On the recommendation of two people (one of whom is a highly certified personal trainer!), I've just picked up this book Why We Get Fat: And What to Do about It
. It took everything in me not to order it rush delivery so I can read it in the car on the way to the party this weekend. Fingers crossed!
Wednesday, February 15, 2012
Great video to get your priorities in order
I've been trying to watch this bloody video for the last 2 days, on recommendation of the lovely Jodi, and always get stuck doing something else (usually baby related). But I finally got to start and finish this video, and I tell you, it is worth a hard look. Enjoy.
Starting Point
You know what I love about metric weight? When the doctor tells you that you weigh 124 kilos, you actually think it's good. After all, it starts with a '1', it must be okay! It's not till you get home and do the math that you realize that you are
273 lbs.
WHATTHEFUCK.
Based on a height weight chart, I am supposed to be about 147 lbs. That means I am essentially carrying another person on my frame. You know when people joke that "it looks like you ate someone!"? I REALLY DID. My BMI
is 42.9. HOLY CRAP. That other person that I ate? Essentially, a giant Adipose
.
(Note: People might be upset at this point that I am angry at myself for being a weight that may be smaller than them. If I could remind you of my former treatise about how I don't care about you, your weight, or your opinions, that would be just great.)

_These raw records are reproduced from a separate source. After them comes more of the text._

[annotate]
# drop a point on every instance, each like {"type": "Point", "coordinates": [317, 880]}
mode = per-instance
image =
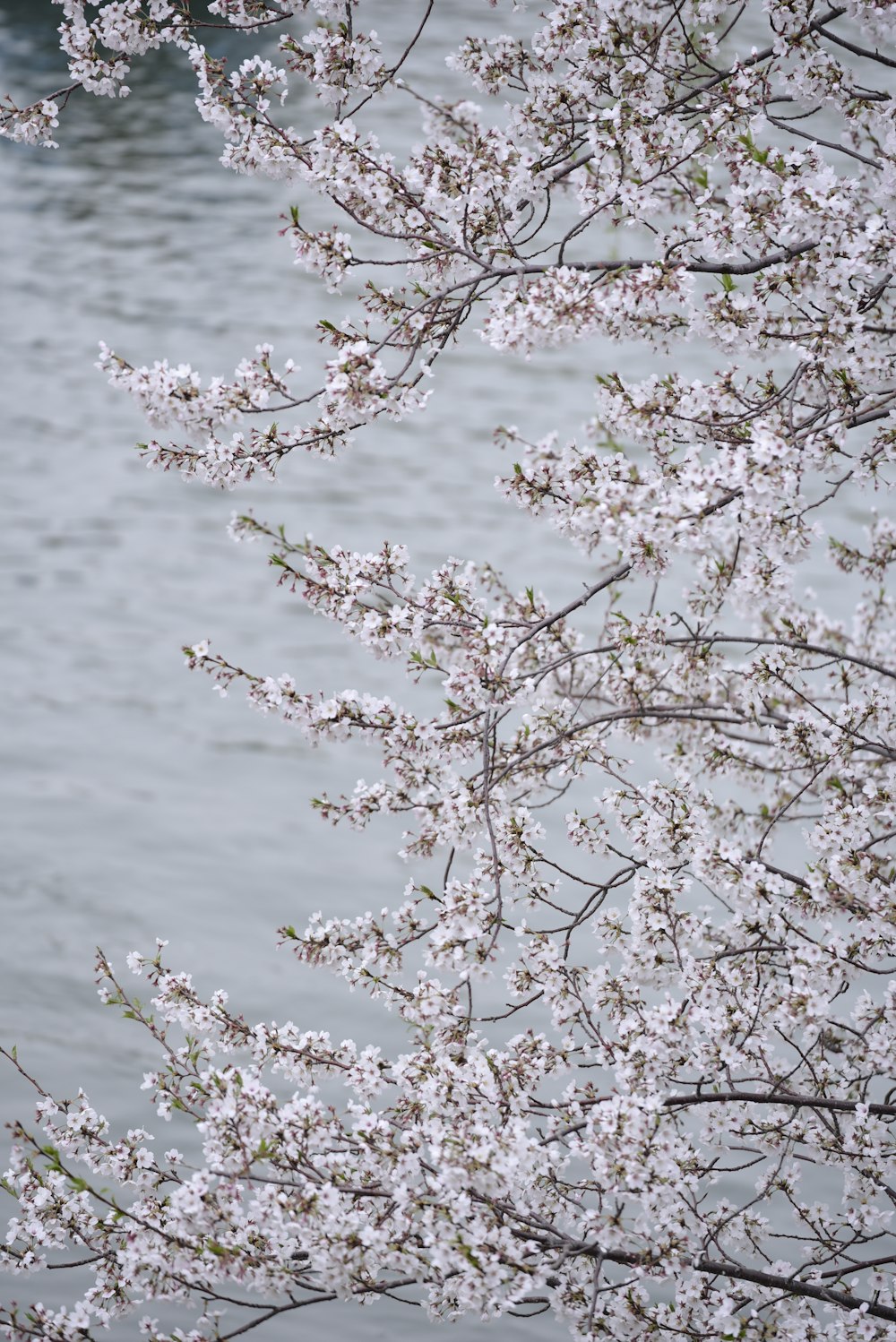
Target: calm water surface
{"type": "Point", "coordinates": [134, 802]}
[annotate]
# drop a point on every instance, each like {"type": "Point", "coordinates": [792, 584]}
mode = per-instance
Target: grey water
{"type": "Point", "coordinates": [133, 802]}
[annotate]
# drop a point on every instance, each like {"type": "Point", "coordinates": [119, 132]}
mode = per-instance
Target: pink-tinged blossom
{"type": "Point", "coordinates": [676, 1123]}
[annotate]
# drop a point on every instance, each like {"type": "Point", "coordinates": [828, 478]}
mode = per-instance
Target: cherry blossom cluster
{"type": "Point", "coordinates": [645, 953]}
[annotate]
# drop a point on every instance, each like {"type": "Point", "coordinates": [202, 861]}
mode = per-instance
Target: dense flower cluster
{"type": "Point", "coordinates": [680, 1123]}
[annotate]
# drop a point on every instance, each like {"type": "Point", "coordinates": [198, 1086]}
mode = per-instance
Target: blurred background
{"type": "Point", "coordinates": [134, 802]}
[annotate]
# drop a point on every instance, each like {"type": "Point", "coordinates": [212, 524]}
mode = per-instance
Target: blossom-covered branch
{"type": "Point", "coordinates": [648, 1071]}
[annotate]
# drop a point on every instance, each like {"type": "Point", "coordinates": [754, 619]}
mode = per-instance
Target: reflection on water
{"type": "Point", "coordinates": [135, 804]}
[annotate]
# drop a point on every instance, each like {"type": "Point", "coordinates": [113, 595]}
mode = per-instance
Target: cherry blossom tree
{"type": "Point", "coordinates": [680, 1125]}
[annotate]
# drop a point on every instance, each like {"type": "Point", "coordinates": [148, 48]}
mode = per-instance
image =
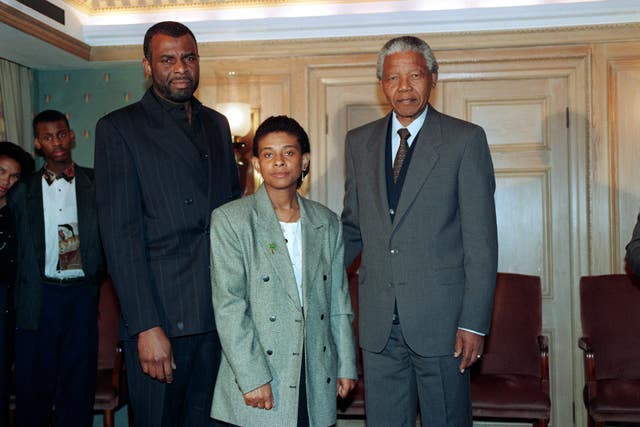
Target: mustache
{"type": "Point", "coordinates": [179, 79]}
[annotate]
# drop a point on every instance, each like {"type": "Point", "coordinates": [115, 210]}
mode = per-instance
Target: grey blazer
{"type": "Point", "coordinates": [438, 258]}
{"type": "Point", "coordinates": [259, 318]}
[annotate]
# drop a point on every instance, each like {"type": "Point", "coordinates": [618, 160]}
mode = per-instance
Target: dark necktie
{"type": "Point", "coordinates": [49, 176]}
{"type": "Point", "coordinates": [403, 149]}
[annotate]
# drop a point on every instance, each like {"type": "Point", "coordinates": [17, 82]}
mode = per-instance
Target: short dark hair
{"type": "Point", "coordinates": [15, 152]}
{"type": "Point", "coordinates": [168, 28]}
{"type": "Point", "coordinates": [407, 44]}
{"type": "Point", "coordinates": [48, 116]}
{"type": "Point", "coordinates": [283, 124]}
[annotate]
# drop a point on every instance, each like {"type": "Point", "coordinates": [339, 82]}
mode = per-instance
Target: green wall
{"type": "Point", "coordinates": [85, 95]}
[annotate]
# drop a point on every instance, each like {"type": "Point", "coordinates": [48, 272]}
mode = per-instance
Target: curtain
{"type": "Point", "coordinates": [15, 104]}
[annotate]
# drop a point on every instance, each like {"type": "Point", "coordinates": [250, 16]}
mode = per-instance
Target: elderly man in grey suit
{"type": "Point", "coordinates": [419, 205]}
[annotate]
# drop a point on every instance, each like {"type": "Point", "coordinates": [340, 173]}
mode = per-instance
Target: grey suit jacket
{"type": "Point", "coordinates": [26, 206]}
{"type": "Point", "coordinates": [438, 258]}
{"type": "Point", "coordinates": [260, 321]}
{"type": "Point", "coordinates": [155, 193]}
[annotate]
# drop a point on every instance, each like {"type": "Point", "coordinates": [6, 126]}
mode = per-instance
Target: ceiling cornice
{"type": "Point", "coordinates": [33, 27]}
{"type": "Point", "coordinates": [593, 34]}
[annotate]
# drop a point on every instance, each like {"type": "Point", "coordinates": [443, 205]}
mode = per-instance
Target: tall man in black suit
{"type": "Point", "coordinates": [419, 204]}
{"type": "Point", "coordinates": [60, 268]}
{"type": "Point", "coordinates": [162, 165]}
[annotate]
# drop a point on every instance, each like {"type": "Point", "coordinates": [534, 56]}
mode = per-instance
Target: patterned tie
{"type": "Point", "coordinates": [402, 153]}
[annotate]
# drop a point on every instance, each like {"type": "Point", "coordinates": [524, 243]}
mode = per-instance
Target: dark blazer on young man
{"type": "Point", "coordinates": [41, 314]}
{"type": "Point", "coordinates": [26, 206]}
{"type": "Point", "coordinates": [156, 190]}
{"type": "Point", "coordinates": [436, 256]}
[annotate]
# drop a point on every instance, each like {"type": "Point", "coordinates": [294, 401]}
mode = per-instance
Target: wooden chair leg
{"type": "Point", "coordinates": [593, 423]}
{"type": "Point", "coordinates": [108, 418]}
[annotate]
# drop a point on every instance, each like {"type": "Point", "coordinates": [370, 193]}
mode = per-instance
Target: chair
{"type": "Point", "coordinates": [353, 405]}
{"type": "Point", "coordinates": [111, 385]}
{"type": "Point", "coordinates": [610, 315]}
{"type": "Point", "coordinates": [511, 380]}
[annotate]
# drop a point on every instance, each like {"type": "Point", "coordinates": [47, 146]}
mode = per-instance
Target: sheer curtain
{"type": "Point", "coordinates": [15, 103]}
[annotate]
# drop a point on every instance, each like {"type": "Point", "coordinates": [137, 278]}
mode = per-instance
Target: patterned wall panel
{"type": "Point", "coordinates": [86, 95]}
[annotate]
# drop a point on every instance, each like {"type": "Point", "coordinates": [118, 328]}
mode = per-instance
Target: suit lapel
{"type": "Point", "coordinates": [169, 137]}
{"type": "Point", "coordinates": [377, 150]}
{"type": "Point", "coordinates": [424, 158]}
{"type": "Point", "coordinates": [36, 217]}
{"type": "Point", "coordinates": [312, 241]}
{"type": "Point", "coordinates": [271, 241]}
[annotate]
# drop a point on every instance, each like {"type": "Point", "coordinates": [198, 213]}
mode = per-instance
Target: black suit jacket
{"type": "Point", "coordinates": [26, 205]}
{"type": "Point", "coordinates": [155, 194]}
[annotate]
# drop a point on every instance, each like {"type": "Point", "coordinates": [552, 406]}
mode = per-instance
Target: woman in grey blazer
{"type": "Point", "coordinates": [280, 295]}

This is way beyond a little junk in the trunk, or "You Go Girl, Be Big and Beautiful!", and veering dangerously into "I wash myself with a rag on a stick" territory. My bones were not made to carry this much weight.
GAH.
Thursday, February 09, 2012
Diet Pills, or Magic Weight Loss, or Life Lessons
I've been reading up articles on exercise, trying to get myself pumped up to the thought of sweating in front of strangers on a semi-regular basis. All of them say the same thing, though: The keys to weight loss are exercise and smaller portions. There is no 'magic pill', don't bother - just put the work in, and you will feel great! Besides, hard work builds character!
No magic pill? God Almighty, I wish there was.
I wish there was a magic diet pill that could make me skinny tomorrow. I wish I could pay £500, take a red pill, and like Neo, fall down the rabbit hole to hottie-ness. Hell, I wish that red pill was a red cookie, as an extra f*ck you to my soon-to-be former chubbiness. I'll even settle for 84 little pills, like - Alli
- if it meant a perfect bod. Because I have to tell you, folks, I've got character. I've done all the character building bullshit - moved halfway across the world for love, gotten married, had a horrific pregnancy and 66 hour labor (with every complication you could think of), have a chronic disease, the list goes on and on. I've BUILT up enough character, I'm OWED this magic cookie.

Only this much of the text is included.